To the print and visual media, this atrocity was unrelated to the assailant’s military background or to his household weapons’ cache. The act was not an extension of military training and arming. The warrior as ultimate expression of machismo didn’t even cross their congregate mind. There was no questioning of the specific power this man had over his wife and daughters. No questioning of the age old concept of family privacy which allowed him to carry out his brutal onslaught.
To the media, this atrocity wasn’t even about women. The target of five females wasn’t enough to jolt such a possibility. Femicide? ‘Never heard of it.’ Feminist commentary? ‘Why would we consider that? It’s merely another domestic violence story, ending in death. ‘It’s not political in any way, right?’
Wrong. Always wrong. To not connect these acts with male domination is like not connecting one record-breaking storm after another with climate change. This is a form of denial which only intensifies and widens the waves of violence surrounding male tyranny.
And it only serves to minimize the violence done to the surviving children (two of whom underwent multiple surgeries to save their lives), to their severe trauma, to their fear of an assaultive father, to their being witnesses to the murder of their mother, and sister, and to their own near execution. They were close-knit, healthy, active girls under the tutelage of an independent, and courageous mom and now they are war casualties, faced with the daunting challenge of re-building lives permeated with violence and hatred.

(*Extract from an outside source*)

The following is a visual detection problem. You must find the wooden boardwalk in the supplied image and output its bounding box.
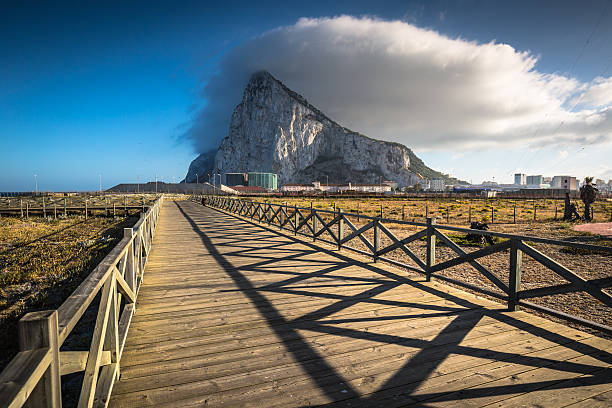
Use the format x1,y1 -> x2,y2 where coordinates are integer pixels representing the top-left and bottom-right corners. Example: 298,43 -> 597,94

Their mother, Charlene Ann Richards grew up here only a few miles from the home of Susan B. Anthony. It was Anthony who helped battered women physically escape from home violence. She understood the very roots of marriage, and the dangers, immediate and long-term, it imposed on women. She knew the mangled lives it produced, and she herself refused this stifling institution. She would have understood what Charlene, with her four years of Air Force service, and six years of exclusive mothering, didn’t, until it was too late, that male dominance is treacherous for females.